Muzyka na nowym wydawnictwie Kanadyjczyka, opiera się o podobny schemat jak w przypadku poprzedniczki. Różnego rodzaju przytłumione klawisze, jakieś gitarki akustyczne w tle, które mają zadanie dopełnić całość, odczuwalna linia basu i nowoczesne bity. Niby nic nadzwyczajnego, ale brzmi to rewelacyjne, tworząc idealną atmosferę do intymnych kontaktów z kobietą. Zresztą o tym traktuje też warstwa liryczna.

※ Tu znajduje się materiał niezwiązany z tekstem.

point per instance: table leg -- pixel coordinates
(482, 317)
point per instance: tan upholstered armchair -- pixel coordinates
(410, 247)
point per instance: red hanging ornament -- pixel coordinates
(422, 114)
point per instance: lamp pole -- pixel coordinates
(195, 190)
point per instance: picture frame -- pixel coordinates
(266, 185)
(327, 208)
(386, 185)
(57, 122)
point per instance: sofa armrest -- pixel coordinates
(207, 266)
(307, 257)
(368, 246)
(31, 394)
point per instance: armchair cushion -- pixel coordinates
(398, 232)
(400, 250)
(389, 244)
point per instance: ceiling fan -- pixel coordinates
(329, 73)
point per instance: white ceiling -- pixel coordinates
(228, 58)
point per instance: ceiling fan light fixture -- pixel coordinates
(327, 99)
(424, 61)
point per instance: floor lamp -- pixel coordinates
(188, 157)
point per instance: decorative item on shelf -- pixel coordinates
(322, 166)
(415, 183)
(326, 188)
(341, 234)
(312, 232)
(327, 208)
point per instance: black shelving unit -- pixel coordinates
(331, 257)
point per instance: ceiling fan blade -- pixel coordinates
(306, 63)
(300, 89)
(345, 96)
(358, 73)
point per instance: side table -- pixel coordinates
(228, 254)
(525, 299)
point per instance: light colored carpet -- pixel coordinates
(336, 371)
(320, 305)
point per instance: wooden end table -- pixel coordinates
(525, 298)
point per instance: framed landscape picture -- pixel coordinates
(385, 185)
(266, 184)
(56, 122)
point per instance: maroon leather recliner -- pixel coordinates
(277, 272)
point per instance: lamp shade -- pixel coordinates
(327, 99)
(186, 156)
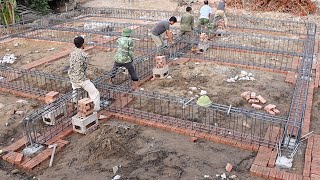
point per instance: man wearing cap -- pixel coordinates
(78, 72)
(187, 22)
(205, 12)
(124, 55)
(220, 14)
(160, 28)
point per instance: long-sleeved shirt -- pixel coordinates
(78, 66)
(124, 52)
(187, 22)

Nie ma tu zaskoczeń, czy bogatych liryk. Chyba właśnie to jest jedyną wadą drugiego „PARTYNEXTDOOR”, szczególnie dla tych, którzy przy słuchaniu kładą nacisk również na to co dany artysta ma do powiedzenia. Mnie to osobiście nie przeszkadza, bo słuchając takich perełek jak „Sex on the Beach”, czy „Muse”, czuję się wspaniale. Zasługą tego, jest też zapewne głos piosenkarza, który perfekcyjnie współgra z muzyką.
Jeśli lubicie nowoczesne r'n'b, lubicie posłuchać trochę pościelowych klimatów, trochę kojarzących się z wczesnym Timbalandem, to polecam. Mnie „PARTYNEXTDOOR TWO” przekonuje w zupełności. Stawiam pełną 4, ponieważ nie jest to wydawnictwo "zmieniające życie". Tak czy inaczej warto je sprawdzić, ze względu na wysoką jakość brzmienia. Obiecuję, będziecie się dobrze bawić.